It’s been a year since the festival’s co-founder, the dearly missed Sergio Mims, passed away. Celebrating its 29th iteration, the first program directly untouched by Mims, the festival conjured a theme that implicitly connected the gathering to its enduring past while looking toward a necessary future. Lead Curator Jada-Amina and Coordinator Nick Leffel rang the opening to their harvest under the banner of “Revolutionary Visions.” It’s an alluring phrase. But what exactly does it mean, and how does it feel? Similar to the temporal implication of the phrase, the very utterance demands a response. Throughout the festival, the answer arose defiantly through the selected films and the filmmakers themselves, whom Jada-Amina often prompted in post-screening Q&As to offer their interpretation of the theme. Much like the diversity in the Black diaspora, the responses were not monolithic but as unique and as idiosyncratic as the imaginations on display.
Their response could first be heard in the inherited echoes of Black cinema. Maya S. Cade (founder of the Black Film Archive), Justice Singleton (the son of director John Singleton), and Paige Taul (a visiting artist at the School of the Art Institute) served as jurists for the Richard and Ellen Sandor Family Black Harvest Film Festival Prize. The two main prizes were awarded to Joseph Douglas Elmhirst’s short “Burnt Milk” and Katherine Simóne Reynolds’ experimental feature “A Different Kind of Tender.” It’s worth noting that all three jurists, in some way, are protectors of Black cinema’s past and awarded two films that look toward the previous splendor of broken landscapes to inform their present. Black Harvest also programmed five films by Singleton’s father—“Boyz n the Hood,” “Poetic Justice,” “Higher Learning,” “Shaft,” and “Baby Boy”—to further bolster its retrospective slate.
The biggest highlights of the repertory programming could be found in the live additions. Edward O. Bland’s “The Cry of Jazz” (1959) takes place in a Chicago apartment, where an interracial group of friends gather to discuss jazz’s origins. The Black participants attempt to explain to their white counterparts why Jazz is a uniquely Black genre, one exemplified by the hurt, angst, and limitations felt by Black Americans. For all its datedness, the film is still a searing social project.
Following the “The Cry of Jazz,” singer and musician Angel Bat Dawid offered a raucous and visceral performance that ripped open the racial anxiety at the heart of Bland’s conversational film.

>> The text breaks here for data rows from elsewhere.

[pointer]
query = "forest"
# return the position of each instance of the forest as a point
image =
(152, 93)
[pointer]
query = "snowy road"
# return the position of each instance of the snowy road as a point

In celebration of the Blacklight Film Festival, founded by Floyd Webb and the late Terry White Glover in 1982, festivalgoers were treated to Oscar Micheaux’s “The Symbol of the Unconquered,” backed by musicians Edward Wilkerson Jr, Jim Baker, and Jonathan Woods. I must admit, I’ve never been a lover of Micheaux’s clearly important work, if only because so much footage is missing. But the score by the trio of players, a woozy, abstract piece that elucidated the director’s political and emotional framing, put it in a newer and more urgent light.